AA: Did God really took billions of years for creation, or was God actually referring to a literal 24-hour time-period in reference to each, individual creation day?
Greg: To me, the evidence is so much in favor of the progressive creation model. Although many scientists are Christians or have become Christians because of the evidence for creation, I don’t know of a single scientist who became a believer because he became convinced of a literal six-day creation. Like I said, progressive creation is the model I favor, but it’s not something I hold on to dogmatically.

AA: Is Jesus God? How?

Greg: I believe wholeheartedly that Jesus is God because he is the whole focal point of scripture, which points to his coming in the Old Testament, of which he is the fulfillment of in the New Testament. On top of that, I think that the case for reliability of the Bible and the case for the resurrection are quite solid.
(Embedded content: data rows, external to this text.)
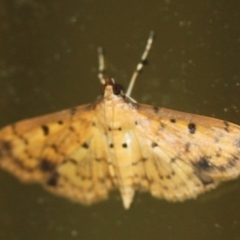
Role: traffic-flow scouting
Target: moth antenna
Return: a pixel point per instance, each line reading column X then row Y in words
column 141, row 63
column 101, row 65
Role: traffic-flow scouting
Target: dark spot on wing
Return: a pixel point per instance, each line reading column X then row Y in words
column 187, row 146
column 192, row 128
column 52, row 181
column 45, row 129
column 203, row 164
column 237, row 142
column 73, row 111
column 154, row 145
column 124, row 145
column 85, row 145
column 47, row 166
column 111, row 145
column 226, row 124
column 5, row 146
column 156, row 109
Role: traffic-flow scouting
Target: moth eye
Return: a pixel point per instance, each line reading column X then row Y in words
column 117, row 89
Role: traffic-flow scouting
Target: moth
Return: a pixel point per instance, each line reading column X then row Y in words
column 85, row 152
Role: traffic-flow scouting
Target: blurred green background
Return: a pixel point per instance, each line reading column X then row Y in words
column 48, row 62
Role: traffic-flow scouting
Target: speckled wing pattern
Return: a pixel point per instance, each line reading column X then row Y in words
column 83, row 153
column 64, row 151
column 184, row 154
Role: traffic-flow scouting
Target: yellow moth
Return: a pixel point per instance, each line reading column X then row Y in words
column 85, row 152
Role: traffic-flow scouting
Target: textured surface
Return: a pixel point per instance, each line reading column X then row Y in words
column 84, row 152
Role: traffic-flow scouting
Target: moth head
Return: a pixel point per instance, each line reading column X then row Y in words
column 111, row 89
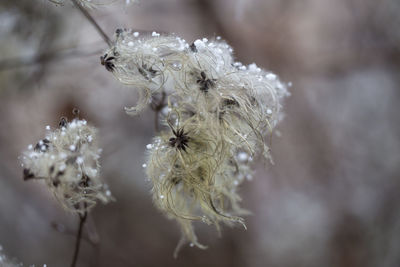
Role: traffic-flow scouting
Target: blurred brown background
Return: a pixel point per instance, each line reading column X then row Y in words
column 331, row 199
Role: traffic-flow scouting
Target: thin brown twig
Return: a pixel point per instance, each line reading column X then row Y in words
column 82, row 220
column 93, row 22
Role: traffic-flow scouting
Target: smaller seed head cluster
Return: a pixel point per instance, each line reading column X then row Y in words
column 216, row 119
column 67, row 159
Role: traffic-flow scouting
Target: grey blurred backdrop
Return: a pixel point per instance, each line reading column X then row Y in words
column 331, row 199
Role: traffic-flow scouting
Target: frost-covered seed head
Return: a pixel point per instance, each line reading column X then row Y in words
column 218, row 115
column 67, row 159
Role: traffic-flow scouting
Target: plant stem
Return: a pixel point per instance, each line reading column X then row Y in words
column 82, row 220
column 93, row 22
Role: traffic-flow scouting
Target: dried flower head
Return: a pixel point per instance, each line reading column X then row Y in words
column 218, row 115
column 67, row 159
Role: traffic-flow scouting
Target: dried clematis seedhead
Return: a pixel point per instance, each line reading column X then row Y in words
column 218, row 116
column 154, row 63
column 67, row 159
column 191, row 172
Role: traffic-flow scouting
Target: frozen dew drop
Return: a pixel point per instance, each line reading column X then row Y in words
column 79, row 160
column 242, row 156
column 149, row 146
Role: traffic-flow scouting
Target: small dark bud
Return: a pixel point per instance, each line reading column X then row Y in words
column 28, row 175
column 193, row 48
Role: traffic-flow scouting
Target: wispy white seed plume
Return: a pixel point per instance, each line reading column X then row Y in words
column 217, row 118
column 67, row 159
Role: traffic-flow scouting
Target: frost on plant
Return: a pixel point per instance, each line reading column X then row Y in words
column 67, row 159
column 217, row 118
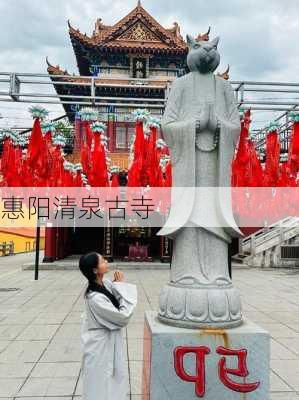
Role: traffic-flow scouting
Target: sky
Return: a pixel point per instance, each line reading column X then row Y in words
column 258, row 38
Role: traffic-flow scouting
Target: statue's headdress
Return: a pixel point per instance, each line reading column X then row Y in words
column 204, row 37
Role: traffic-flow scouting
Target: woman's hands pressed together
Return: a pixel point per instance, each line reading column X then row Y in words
column 118, row 276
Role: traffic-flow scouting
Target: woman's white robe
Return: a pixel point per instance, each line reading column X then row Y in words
column 104, row 366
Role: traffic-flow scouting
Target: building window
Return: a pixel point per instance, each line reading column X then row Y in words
column 123, row 135
column 121, row 132
column 139, row 68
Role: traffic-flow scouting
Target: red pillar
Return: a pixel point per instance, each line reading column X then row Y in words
column 50, row 244
column 110, row 132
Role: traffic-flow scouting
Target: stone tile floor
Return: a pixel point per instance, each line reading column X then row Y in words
column 40, row 326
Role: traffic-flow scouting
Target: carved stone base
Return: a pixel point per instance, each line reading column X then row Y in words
column 200, row 306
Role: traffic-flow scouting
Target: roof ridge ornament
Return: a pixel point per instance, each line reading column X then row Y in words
column 204, row 37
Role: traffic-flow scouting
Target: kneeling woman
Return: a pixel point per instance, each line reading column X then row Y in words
column 109, row 307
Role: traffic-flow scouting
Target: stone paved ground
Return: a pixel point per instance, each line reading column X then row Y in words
column 40, row 325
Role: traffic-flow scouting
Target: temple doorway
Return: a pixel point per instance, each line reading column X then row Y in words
column 136, row 243
column 84, row 240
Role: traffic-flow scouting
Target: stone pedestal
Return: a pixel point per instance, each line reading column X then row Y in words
column 214, row 364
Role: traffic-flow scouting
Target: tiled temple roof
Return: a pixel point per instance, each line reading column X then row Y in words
column 136, row 31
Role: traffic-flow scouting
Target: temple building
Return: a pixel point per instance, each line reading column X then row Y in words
column 124, row 66
column 127, row 65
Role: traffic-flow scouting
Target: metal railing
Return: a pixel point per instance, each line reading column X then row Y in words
column 248, row 93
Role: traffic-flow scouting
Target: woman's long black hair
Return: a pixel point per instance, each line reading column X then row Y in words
column 87, row 263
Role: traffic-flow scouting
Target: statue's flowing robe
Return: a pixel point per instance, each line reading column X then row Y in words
column 179, row 129
column 104, row 366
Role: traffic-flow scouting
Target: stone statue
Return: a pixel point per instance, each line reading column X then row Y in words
column 201, row 125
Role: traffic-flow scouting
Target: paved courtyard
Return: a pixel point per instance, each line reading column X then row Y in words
column 40, row 354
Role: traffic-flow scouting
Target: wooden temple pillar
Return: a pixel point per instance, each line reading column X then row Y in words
column 108, row 243
column 50, row 244
column 110, row 131
column 165, row 249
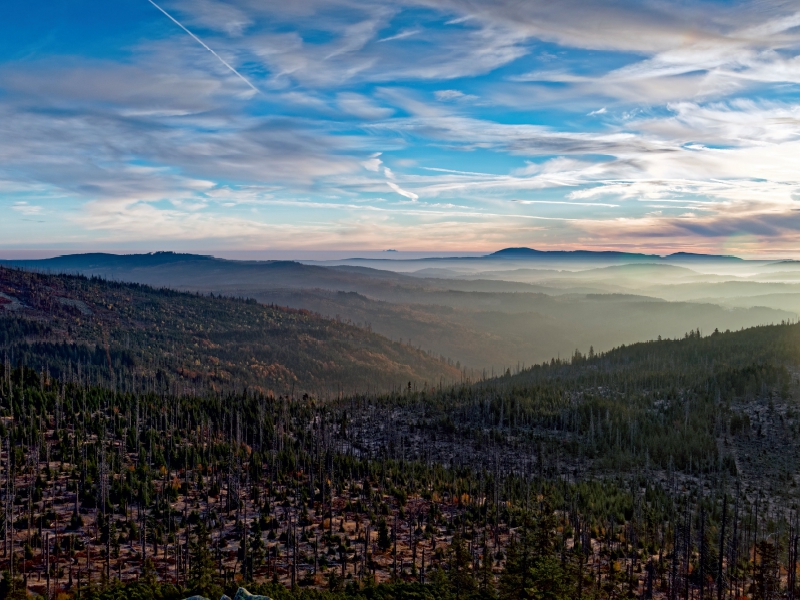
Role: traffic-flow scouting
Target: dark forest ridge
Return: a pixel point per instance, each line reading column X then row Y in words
column 124, row 331
column 103, row 260
column 484, row 312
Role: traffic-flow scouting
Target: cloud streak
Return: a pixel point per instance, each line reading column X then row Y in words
column 548, row 124
column 203, row 44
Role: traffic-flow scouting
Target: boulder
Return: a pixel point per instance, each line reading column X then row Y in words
column 243, row 594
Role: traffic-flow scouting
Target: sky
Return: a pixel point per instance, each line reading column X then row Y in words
column 417, row 125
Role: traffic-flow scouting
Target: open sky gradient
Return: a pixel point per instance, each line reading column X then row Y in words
column 408, row 124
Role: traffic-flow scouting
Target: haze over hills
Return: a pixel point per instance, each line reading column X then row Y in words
column 515, row 306
column 126, row 333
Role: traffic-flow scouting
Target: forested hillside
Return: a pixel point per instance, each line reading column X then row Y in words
column 134, row 337
column 657, row 470
column 483, row 312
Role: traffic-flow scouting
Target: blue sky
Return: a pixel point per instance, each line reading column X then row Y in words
column 448, row 125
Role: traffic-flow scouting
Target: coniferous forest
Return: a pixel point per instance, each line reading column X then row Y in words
column 132, row 467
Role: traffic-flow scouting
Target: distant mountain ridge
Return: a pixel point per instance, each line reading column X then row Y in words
column 523, row 252
column 101, row 260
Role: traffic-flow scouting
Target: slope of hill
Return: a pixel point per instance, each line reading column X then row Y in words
column 483, row 322
column 123, row 332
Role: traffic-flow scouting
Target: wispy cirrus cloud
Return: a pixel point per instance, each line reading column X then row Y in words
column 603, row 123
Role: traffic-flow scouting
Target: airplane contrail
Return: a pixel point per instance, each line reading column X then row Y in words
column 199, row 41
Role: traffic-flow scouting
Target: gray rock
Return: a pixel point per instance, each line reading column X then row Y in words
column 243, row 594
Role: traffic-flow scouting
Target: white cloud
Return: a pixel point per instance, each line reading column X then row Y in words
column 402, row 192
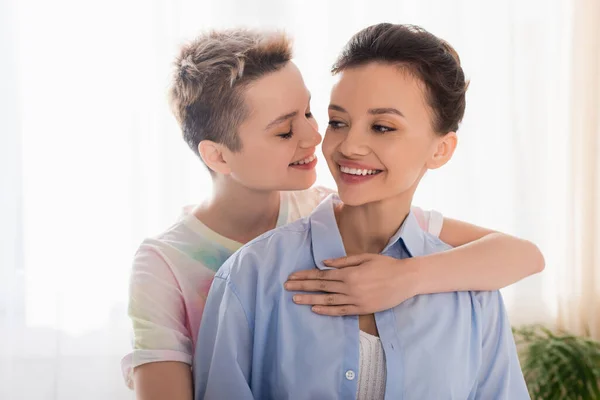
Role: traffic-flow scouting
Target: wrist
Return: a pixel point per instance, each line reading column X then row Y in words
column 414, row 271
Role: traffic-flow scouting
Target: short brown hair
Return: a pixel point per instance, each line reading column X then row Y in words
column 210, row 73
column 423, row 54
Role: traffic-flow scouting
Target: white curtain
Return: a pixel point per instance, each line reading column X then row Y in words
column 91, row 160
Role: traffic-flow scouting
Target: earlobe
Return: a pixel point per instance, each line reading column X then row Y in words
column 213, row 156
column 445, row 150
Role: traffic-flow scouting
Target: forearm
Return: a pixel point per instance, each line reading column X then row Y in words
column 490, row 263
column 163, row 380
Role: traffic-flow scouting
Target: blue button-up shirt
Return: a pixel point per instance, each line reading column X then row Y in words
column 255, row 343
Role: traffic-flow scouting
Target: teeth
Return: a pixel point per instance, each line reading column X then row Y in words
column 305, row 161
column 355, row 171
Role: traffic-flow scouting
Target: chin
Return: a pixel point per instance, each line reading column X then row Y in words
column 353, row 198
column 299, row 184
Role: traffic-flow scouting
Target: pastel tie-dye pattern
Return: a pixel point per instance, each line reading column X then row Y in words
column 172, row 274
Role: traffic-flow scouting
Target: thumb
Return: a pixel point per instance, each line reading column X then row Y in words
column 348, row 261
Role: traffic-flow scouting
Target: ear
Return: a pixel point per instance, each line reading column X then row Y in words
column 444, row 151
column 214, row 156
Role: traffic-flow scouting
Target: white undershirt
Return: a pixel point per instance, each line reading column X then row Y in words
column 371, row 372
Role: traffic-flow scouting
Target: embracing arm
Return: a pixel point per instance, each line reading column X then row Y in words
column 362, row 284
column 159, row 365
column 480, row 260
column 163, row 380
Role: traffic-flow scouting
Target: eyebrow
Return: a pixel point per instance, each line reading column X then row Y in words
column 282, row 118
column 373, row 111
column 389, row 110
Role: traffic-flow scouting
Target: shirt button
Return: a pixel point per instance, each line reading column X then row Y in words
column 350, row 375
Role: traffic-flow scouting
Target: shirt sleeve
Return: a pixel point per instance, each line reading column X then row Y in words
column 429, row 220
column 500, row 376
column 222, row 365
column 157, row 313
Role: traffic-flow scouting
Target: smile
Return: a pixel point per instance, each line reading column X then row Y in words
column 307, row 163
column 307, row 160
column 356, row 171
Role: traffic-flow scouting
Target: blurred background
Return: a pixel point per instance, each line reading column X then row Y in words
column 92, row 161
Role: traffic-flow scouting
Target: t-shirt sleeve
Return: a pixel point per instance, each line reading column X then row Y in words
column 430, row 220
column 157, row 312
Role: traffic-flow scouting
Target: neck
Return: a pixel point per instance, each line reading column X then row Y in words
column 237, row 212
column 369, row 227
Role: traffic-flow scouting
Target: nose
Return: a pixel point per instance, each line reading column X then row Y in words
column 310, row 135
column 354, row 143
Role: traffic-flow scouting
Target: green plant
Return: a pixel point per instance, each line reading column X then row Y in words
column 558, row 366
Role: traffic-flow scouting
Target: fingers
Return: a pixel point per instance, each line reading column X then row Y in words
column 316, row 286
column 337, row 311
column 329, row 299
column 349, row 261
column 315, row 274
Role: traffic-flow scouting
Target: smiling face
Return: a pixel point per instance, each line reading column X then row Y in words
column 380, row 139
column 279, row 137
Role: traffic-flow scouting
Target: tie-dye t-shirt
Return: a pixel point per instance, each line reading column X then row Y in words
column 172, row 274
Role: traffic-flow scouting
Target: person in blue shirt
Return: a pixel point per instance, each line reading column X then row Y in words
column 393, row 115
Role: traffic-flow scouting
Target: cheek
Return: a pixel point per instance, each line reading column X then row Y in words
column 330, row 141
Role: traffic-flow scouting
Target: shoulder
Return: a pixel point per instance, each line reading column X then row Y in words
column 433, row 244
column 429, row 220
column 267, row 251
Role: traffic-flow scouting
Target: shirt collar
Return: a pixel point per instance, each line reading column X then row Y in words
column 327, row 241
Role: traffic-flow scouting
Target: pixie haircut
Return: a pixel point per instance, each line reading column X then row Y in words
column 422, row 54
column 211, row 73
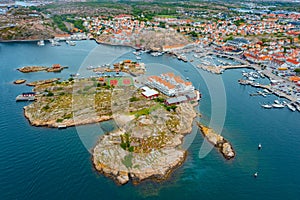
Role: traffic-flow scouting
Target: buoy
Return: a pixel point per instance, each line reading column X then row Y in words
column 259, row 146
column 255, row 175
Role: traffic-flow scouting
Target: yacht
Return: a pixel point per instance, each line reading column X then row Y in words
column 292, row 108
column 41, row 43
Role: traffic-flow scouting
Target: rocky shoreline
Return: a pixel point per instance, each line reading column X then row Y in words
column 29, row 69
column 66, row 123
column 123, row 166
column 218, row 141
column 19, row 81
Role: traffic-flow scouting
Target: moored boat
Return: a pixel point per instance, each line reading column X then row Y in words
column 266, row 106
column 292, row 108
column 276, row 105
column 26, row 96
column 41, row 43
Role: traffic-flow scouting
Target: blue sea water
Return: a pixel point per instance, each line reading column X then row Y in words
column 43, row 163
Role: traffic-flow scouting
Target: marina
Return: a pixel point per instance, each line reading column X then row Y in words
column 65, row 144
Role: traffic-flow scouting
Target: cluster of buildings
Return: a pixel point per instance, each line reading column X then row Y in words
column 122, row 29
column 171, row 85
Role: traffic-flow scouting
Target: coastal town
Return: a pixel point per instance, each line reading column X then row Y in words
column 153, row 112
column 254, row 37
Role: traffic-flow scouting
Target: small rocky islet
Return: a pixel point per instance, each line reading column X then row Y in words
column 147, row 142
column 218, row 141
column 54, row 68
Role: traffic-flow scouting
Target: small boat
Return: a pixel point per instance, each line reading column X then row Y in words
column 255, row 174
column 74, row 75
column 266, row 106
column 90, row 68
column 137, row 53
column 292, row 108
column 41, row 43
column 275, row 105
column 26, row 96
column 62, row 126
column 276, row 101
column 259, row 146
column 298, row 108
column 70, row 42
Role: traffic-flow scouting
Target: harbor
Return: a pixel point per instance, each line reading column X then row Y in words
column 34, row 150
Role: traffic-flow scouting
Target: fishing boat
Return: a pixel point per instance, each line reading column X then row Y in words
column 267, row 106
column 292, row 108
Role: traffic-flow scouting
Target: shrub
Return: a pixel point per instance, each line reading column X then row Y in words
column 50, row 94
column 59, row 120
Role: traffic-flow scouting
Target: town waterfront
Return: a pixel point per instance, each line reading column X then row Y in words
column 44, row 163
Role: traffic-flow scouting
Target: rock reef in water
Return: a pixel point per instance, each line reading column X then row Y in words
column 19, row 81
column 54, row 68
column 156, row 148
column 218, row 141
column 42, row 82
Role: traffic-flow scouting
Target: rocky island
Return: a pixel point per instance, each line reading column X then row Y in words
column 54, row 68
column 147, row 142
column 218, row 141
column 147, row 146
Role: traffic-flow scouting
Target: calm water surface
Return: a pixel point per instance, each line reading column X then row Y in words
column 43, row 163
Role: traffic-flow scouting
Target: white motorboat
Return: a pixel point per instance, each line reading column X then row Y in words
column 255, row 174
column 259, row 146
column 276, row 101
column 298, row 108
column 292, row 108
column 41, row 43
column 277, row 105
column 266, row 106
column 71, row 43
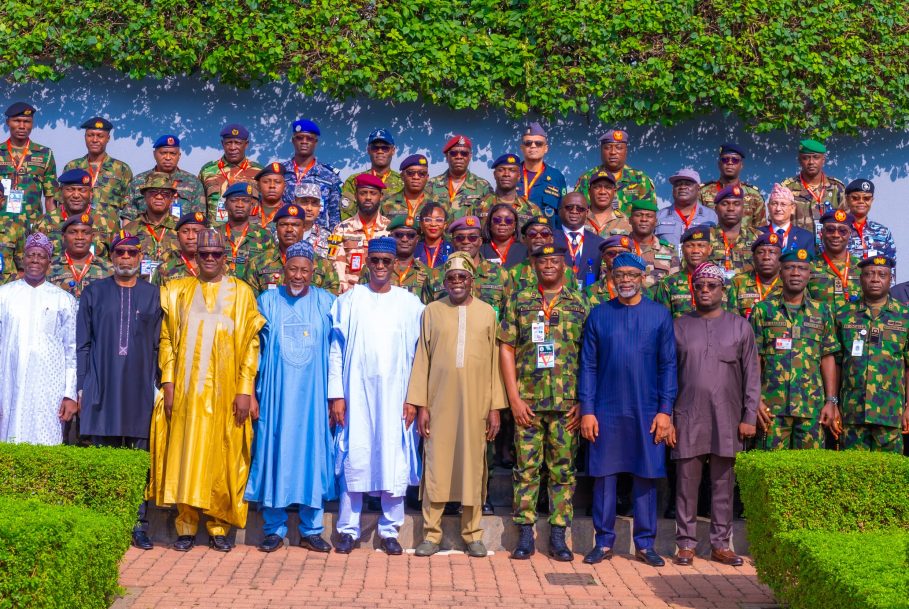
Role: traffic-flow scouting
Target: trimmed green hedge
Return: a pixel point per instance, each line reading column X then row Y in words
column 57, row 558
column 827, row 526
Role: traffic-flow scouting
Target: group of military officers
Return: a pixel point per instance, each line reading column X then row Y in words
column 810, row 271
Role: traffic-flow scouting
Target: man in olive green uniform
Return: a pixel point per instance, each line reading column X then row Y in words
column 27, row 169
column 749, row 288
column 457, row 187
column 731, row 238
column 539, row 352
column 815, row 192
column 380, row 146
column 675, row 291
column 110, row 178
column 190, row 194
column 661, row 256
column 233, row 167
column 631, row 184
column 834, row 279
column 796, row 343
column 265, row 271
column 730, row 164
column 184, row 263
column 873, row 336
column 77, row 267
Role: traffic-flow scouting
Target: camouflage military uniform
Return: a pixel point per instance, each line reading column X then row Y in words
column 216, row 176
column 65, row 278
column 243, row 248
column 791, row 384
column 824, row 286
column 392, row 181
column 413, row 277
column 874, row 353
column 743, row 293
column 110, row 185
column 737, row 258
column 489, row 282
column 808, row 210
column 329, row 183
column 753, row 208
column 52, row 222
column 350, row 239
column 550, row 393
column 36, row 176
column 661, row 257
column 12, row 245
column 190, row 195
column 472, row 191
column 631, row 185
column 266, row 272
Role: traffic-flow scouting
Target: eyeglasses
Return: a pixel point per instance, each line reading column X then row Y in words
column 381, row 261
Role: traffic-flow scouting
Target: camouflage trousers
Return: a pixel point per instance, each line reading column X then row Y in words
column 791, row 433
column 546, row 440
column 876, row 438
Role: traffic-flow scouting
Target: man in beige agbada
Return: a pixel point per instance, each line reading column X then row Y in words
column 457, row 387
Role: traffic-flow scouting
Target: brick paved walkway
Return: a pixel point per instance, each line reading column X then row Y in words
column 293, row 577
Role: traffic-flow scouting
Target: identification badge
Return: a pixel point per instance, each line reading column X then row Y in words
column 545, row 356
column 537, row 332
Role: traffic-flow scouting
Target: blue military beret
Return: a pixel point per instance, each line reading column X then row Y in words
column 75, row 176
column 166, row 141
column 304, row 125
column 97, row 122
column 860, row 185
column 380, row 135
column 414, row 159
column 235, row 131
column 506, row 159
column 20, row 109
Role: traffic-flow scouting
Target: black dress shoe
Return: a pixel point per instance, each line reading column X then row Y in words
column 392, row 547
column 345, row 544
column 219, row 543
column 598, row 554
column 650, row 557
column 184, row 543
column 315, row 543
column 271, row 543
column 141, row 540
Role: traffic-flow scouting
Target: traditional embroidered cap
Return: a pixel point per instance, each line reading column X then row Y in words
column 300, row 249
column 382, row 245
column 75, row 176
column 459, row 261
column 167, row 141
column 414, row 159
column 812, row 147
column 192, row 218
column 234, row 131
column 97, row 122
column 628, row 259
column 860, row 185
column 464, row 223
column 304, row 125
column 457, row 140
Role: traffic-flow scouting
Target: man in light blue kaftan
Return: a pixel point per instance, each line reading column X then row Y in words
column 293, row 460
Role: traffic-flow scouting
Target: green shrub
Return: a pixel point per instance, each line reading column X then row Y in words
column 54, row 557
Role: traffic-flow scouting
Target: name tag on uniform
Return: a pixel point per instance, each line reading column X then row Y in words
column 545, row 356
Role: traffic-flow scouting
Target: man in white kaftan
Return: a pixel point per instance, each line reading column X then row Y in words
column 375, row 328
column 37, row 352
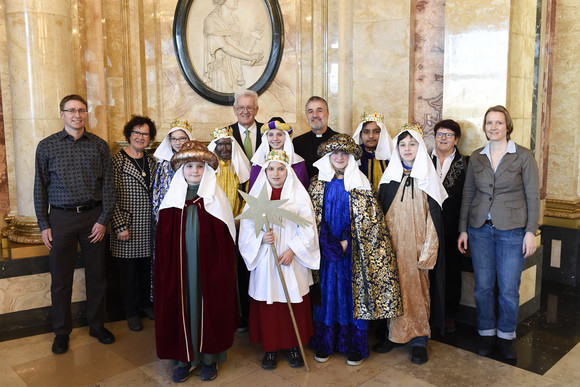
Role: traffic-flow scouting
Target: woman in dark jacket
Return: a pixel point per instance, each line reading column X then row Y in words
column 451, row 167
column 131, row 239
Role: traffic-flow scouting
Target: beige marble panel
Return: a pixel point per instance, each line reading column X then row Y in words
column 476, row 62
column 56, row 7
column 33, row 291
column 564, row 159
column 37, row 45
column 385, row 91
As for the ‘how’, I’ll leave it to more competent theologians than me to be able to explain how the hypostatic union works.

AA: How to witness non-believers?

Greg: First and foremost, I think relationship is the key. A friend who trusts you is going to be more likely to listen to what you have to say than someone you don’t know, although we want to be aware that God can open the door for opportunities to share with strangers as well. Second, I think you have to be prepared to answer some tough questions to help them overcome any emotional or intellectual arguments they may have about Christianity. Of course not many of us can know the answer to every question, but it would help to at least know some of the answers to the most common objections. You also have to remember that you may just be the one planting a seed and that someone else may be the one to cultivate it. Never get discouraged and keep lifting them up in prayer.I’ve seen God change the hardest of hearts—especially mine.

AA: Any tip for new apologists?

Greg: I could almost write a book on this topic, but I’ll try to narrow it down a bit… Keep in mind that apologetics is not about winning arguments. If your goal is just to ‘one up’ someone, you may as well not even bother. Our first goal should always be to share Christ and be Christ-like, and that’s sometimes hard to do when we feel like our intellect is under attack. Also learn some basic philosophy which will help you recognize bad arguments and how to counter them. Never assume, that just because you’ve read a few apologetics books or have listened to a few lectures, that you’re an expert on all things apologetics. I’ve been seriously studying apologetics for nearly ten years now and consider myself a fair to middle apologist.

If you don’t know the answer to something, be genuine and honest. If you try to fake it, it will only damage your credibility. Lastly, never let yourself lose control; always answer with gentleness and respect. When a skeptic or seeker sees consistency from you in this area, you may just find that they will be more open to listening to what you have to say.